Si el poder judicial se somete al poder político, si se deja presionar, si retuerce la interpretación de la ley para agradar y recibir recompensas del poder político o económico, está cometiendo un grave delito: el de anular o pervertir la ley, y el de someterse al poder político o económico.

Todos estos principios, elementales, base de la democracia, han empezado a desmoronarse. ¿A qué estamos asistiendo? A una degradación alarmante de la fuerza y el sentido de la ley y de la voluntad de los jueces para asegurar su cumplimiento. La consigna es ir a por los jueces que se resistan, los que se nieguen a agachar la cerviz o poner la mano. Esta perversión ha empezado por arriba, confiando en que la estructura jerárquica facilite la tarea. Que se lo pregunten a sus señorías los señores Lesmes y Marchena, hasta hace poco considerados hombres honestos e insobornables.

Pero falta un elemento en este análisis: la fuerza de la ideología. Facilitando este desguace, que intenta convertir al poder judicial en el brazo armado del poder ejecutivo, está la utilización del instrumento de dominación más poderoso, el control de la ideología, de las imágenes, las ideas, el soporte simbólico sin el cual no es posible justificar este asalto a los fundamentos de la democracia.

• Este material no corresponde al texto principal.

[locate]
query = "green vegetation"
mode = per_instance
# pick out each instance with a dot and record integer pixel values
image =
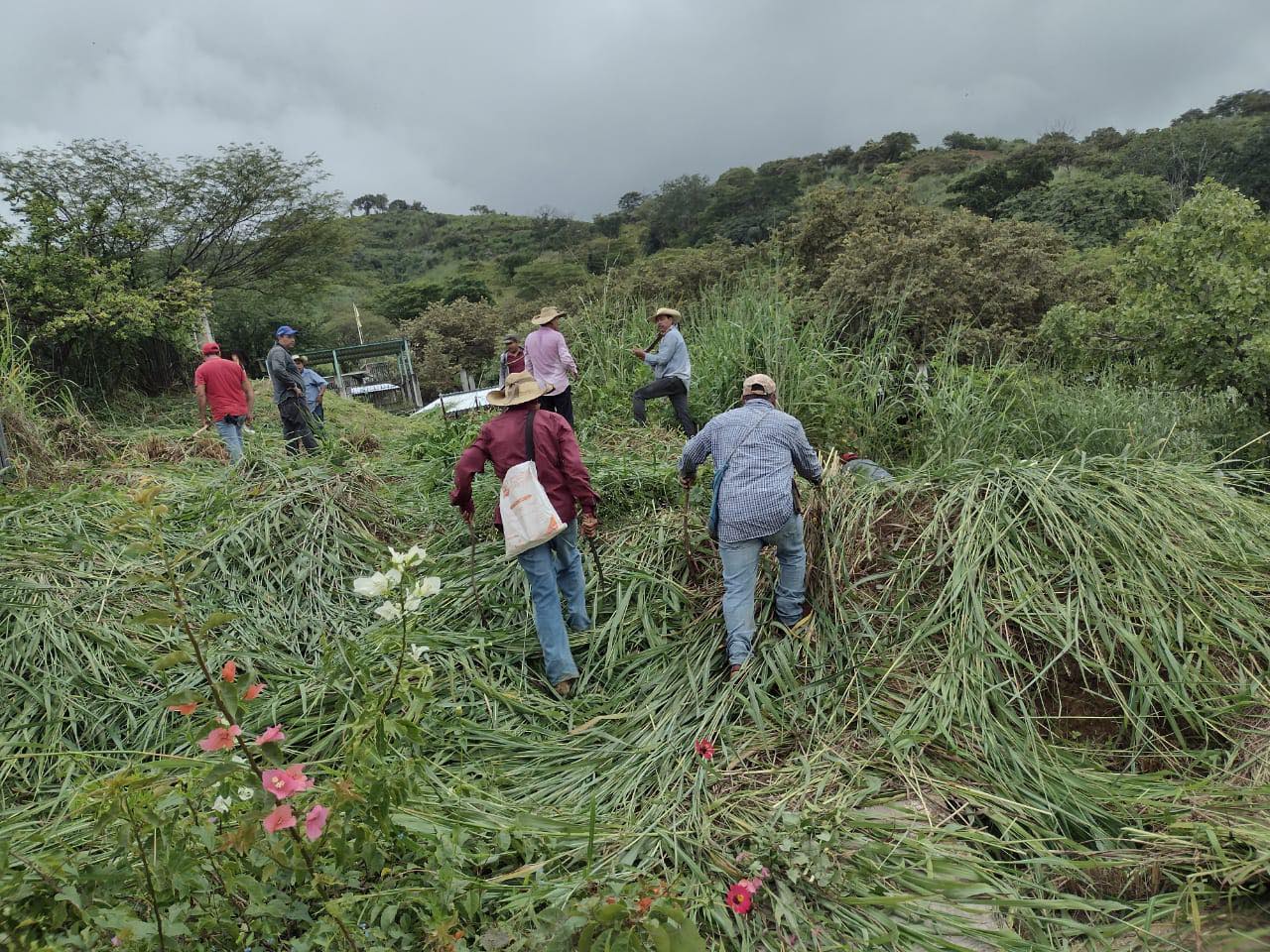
(1030, 712)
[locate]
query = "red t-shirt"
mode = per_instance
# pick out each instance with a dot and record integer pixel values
(223, 381)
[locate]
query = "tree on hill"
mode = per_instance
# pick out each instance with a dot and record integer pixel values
(368, 203)
(1194, 298)
(674, 216)
(1089, 208)
(964, 140)
(139, 243)
(856, 252)
(890, 148)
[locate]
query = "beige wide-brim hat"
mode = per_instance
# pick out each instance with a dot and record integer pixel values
(547, 315)
(758, 385)
(518, 389)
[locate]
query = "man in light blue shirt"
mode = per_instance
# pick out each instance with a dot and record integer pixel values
(316, 386)
(756, 449)
(672, 371)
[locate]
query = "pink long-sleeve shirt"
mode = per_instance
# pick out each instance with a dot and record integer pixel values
(548, 358)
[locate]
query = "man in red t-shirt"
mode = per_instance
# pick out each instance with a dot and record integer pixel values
(222, 385)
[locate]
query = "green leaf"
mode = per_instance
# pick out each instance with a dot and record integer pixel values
(157, 617)
(171, 660)
(217, 620)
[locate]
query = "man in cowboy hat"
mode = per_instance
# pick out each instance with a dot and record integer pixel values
(512, 359)
(223, 385)
(554, 567)
(548, 358)
(289, 391)
(756, 449)
(671, 371)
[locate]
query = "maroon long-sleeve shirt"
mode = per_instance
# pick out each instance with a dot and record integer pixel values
(556, 449)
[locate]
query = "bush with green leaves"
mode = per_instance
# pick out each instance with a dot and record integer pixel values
(852, 253)
(1193, 298)
(1092, 209)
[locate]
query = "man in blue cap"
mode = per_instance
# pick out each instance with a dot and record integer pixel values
(289, 391)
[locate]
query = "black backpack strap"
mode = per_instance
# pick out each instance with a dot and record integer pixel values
(529, 435)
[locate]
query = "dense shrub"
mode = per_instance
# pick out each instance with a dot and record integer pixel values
(853, 253)
(1092, 209)
(1193, 298)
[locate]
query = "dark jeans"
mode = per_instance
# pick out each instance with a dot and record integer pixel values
(295, 424)
(671, 388)
(559, 404)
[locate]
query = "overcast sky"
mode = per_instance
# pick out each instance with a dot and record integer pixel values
(566, 103)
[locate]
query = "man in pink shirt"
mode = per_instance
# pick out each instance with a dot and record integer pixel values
(548, 358)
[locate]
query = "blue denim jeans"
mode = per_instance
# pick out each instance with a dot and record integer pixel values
(740, 574)
(232, 436)
(556, 569)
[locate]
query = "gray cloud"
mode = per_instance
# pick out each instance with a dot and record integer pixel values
(571, 103)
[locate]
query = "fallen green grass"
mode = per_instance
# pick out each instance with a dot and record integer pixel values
(1028, 715)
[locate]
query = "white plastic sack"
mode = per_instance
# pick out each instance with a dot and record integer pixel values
(529, 517)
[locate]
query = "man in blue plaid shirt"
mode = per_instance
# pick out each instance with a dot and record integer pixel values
(758, 449)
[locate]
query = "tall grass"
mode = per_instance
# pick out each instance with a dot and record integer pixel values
(1025, 716)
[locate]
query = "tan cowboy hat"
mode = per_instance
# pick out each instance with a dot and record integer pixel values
(518, 389)
(547, 315)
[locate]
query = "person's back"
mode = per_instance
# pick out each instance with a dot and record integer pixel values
(762, 447)
(282, 372)
(222, 381)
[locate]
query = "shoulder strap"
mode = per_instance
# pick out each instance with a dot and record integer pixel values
(529, 435)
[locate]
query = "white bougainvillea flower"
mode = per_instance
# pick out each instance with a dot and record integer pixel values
(371, 585)
(409, 558)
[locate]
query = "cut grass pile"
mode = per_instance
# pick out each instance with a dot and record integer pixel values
(1029, 715)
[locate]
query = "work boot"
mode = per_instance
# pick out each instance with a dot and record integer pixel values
(798, 624)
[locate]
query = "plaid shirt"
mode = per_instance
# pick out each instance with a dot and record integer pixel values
(762, 447)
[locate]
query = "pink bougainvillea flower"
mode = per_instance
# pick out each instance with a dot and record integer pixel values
(316, 820)
(284, 783)
(272, 735)
(220, 738)
(739, 900)
(281, 819)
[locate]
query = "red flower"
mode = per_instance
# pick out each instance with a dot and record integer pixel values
(739, 898)
(220, 738)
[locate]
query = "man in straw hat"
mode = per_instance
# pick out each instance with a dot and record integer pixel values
(548, 358)
(756, 449)
(671, 371)
(554, 567)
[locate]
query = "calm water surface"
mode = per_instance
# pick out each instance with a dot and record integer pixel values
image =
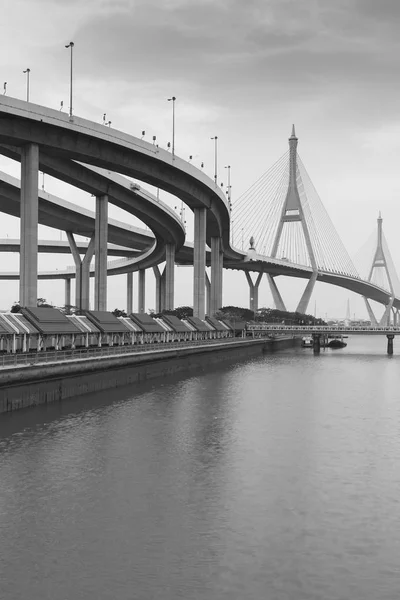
(275, 478)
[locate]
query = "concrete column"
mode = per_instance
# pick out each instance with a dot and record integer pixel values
(29, 225)
(199, 262)
(316, 343)
(169, 275)
(305, 299)
(82, 270)
(371, 315)
(208, 296)
(390, 338)
(253, 290)
(101, 239)
(67, 297)
(142, 291)
(157, 275)
(129, 293)
(216, 275)
(276, 296)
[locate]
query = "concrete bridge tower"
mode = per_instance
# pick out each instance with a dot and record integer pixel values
(292, 211)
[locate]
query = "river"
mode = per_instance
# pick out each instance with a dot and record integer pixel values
(277, 478)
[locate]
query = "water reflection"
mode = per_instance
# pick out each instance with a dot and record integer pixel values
(277, 478)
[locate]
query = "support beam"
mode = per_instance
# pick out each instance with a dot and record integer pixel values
(208, 295)
(82, 270)
(371, 315)
(305, 299)
(129, 293)
(216, 276)
(385, 320)
(67, 297)
(390, 338)
(101, 240)
(199, 262)
(142, 290)
(29, 225)
(253, 290)
(169, 276)
(157, 276)
(276, 296)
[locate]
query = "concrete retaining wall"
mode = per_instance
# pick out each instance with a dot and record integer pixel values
(23, 387)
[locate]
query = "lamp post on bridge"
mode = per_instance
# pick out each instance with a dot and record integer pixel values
(27, 71)
(215, 138)
(70, 45)
(172, 99)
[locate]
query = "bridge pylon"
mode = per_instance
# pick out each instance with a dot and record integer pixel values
(380, 264)
(292, 211)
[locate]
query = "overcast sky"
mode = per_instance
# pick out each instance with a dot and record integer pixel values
(243, 70)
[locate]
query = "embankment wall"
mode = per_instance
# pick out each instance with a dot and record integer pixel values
(27, 386)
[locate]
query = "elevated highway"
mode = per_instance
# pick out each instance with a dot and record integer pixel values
(89, 156)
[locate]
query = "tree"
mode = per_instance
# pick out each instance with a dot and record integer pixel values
(41, 302)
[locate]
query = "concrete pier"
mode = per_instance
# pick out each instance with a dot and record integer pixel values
(253, 290)
(316, 343)
(216, 276)
(82, 269)
(129, 293)
(67, 297)
(142, 290)
(199, 262)
(101, 239)
(169, 276)
(276, 296)
(29, 225)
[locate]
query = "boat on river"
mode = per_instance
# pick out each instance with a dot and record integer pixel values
(337, 342)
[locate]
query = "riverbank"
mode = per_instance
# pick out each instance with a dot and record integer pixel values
(27, 386)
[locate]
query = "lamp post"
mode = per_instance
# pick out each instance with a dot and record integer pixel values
(70, 45)
(172, 99)
(27, 71)
(228, 192)
(215, 138)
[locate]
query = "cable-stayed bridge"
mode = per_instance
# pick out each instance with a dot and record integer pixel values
(290, 233)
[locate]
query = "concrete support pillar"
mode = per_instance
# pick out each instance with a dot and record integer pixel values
(316, 343)
(29, 225)
(276, 296)
(101, 239)
(390, 338)
(157, 275)
(67, 297)
(142, 291)
(208, 296)
(253, 290)
(385, 320)
(129, 293)
(305, 299)
(199, 262)
(371, 315)
(169, 276)
(82, 269)
(216, 275)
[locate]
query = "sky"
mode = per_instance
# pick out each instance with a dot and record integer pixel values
(244, 71)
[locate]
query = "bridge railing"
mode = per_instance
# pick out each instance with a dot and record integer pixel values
(320, 328)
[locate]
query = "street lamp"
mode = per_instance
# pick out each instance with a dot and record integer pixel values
(27, 71)
(70, 45)
(173, 124)
(215, 138)
(229, 186)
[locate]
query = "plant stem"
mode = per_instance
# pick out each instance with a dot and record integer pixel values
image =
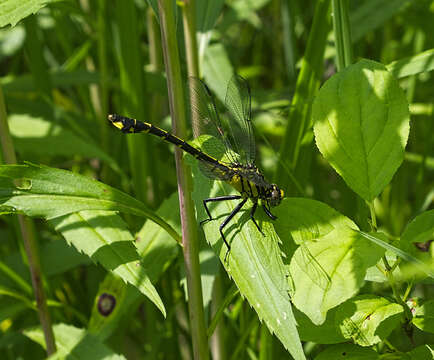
(185, 184)
(308, 82)
(29, 238)
(342, 32)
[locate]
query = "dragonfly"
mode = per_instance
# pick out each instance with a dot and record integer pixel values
(235, 132)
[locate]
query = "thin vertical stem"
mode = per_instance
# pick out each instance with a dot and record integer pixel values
(342, 31)
(29, 239)
(189, 20)
(190, 39)
(188, 221)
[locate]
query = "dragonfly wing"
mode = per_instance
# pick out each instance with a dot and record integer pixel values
(212, 173)
(238, 102)
(205, 118)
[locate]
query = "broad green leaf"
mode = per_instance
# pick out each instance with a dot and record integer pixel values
(46, 192)
(103, 236)
(38, 136)
(12, 11)
(330, 265)
(379, 239)
(361, 126)
(11, 40)
(424, 317)
(74, 343)
(326, 333)
(254, 262)
(368, 319)
(157, 250)
(347, 352)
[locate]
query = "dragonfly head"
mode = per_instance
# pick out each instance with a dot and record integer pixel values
(276, 195)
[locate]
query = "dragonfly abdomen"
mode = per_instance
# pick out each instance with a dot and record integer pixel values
(129, 125)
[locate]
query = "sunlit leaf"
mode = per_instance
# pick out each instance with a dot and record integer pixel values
(361, 126)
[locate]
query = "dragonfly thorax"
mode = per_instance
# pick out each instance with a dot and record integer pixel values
(276, 195)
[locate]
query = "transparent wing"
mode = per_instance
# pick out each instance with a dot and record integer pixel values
(316, 272)
(205, 118)
(212, 173)
(238, 102)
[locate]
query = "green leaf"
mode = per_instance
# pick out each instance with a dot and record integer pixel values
(368, 319)
(424, 317)
(103, 324)
(217, 69)
(12, 11)
(378, 238)
(373, 14)
(254, 262)
(46, 192)
(347, 352)
(326, 333)
(330, 265)
(103, 236)
(361, 126)
(34, 135)
(157, 250)
(424, 352)
(74, 343)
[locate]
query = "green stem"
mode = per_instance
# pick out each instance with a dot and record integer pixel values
(29, 238)
(389, 269)
(189, 20)
(133, 102)
(308, 82)
(373, 216)
(185, 183)
(342, 31)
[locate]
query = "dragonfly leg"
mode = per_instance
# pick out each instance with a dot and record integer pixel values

Ideología de género, ideología de las identidades, ideología supremacista, ideología guerracivilista, ideología revanchista, ideología estatalista, etc., todo ello envuelto en la retórica redentorista, progresista, liberadora.

El sometimiento de la política a la ideología, y la ideología como la gran encubridora del totalitarismo: O somos conscientes y reaccionamos con determinación y fuerza ante lo que está ocurriendo, o nuestro destino se volverá tan turbio que no seremos capaces de distinguir ni la misma oscuridad.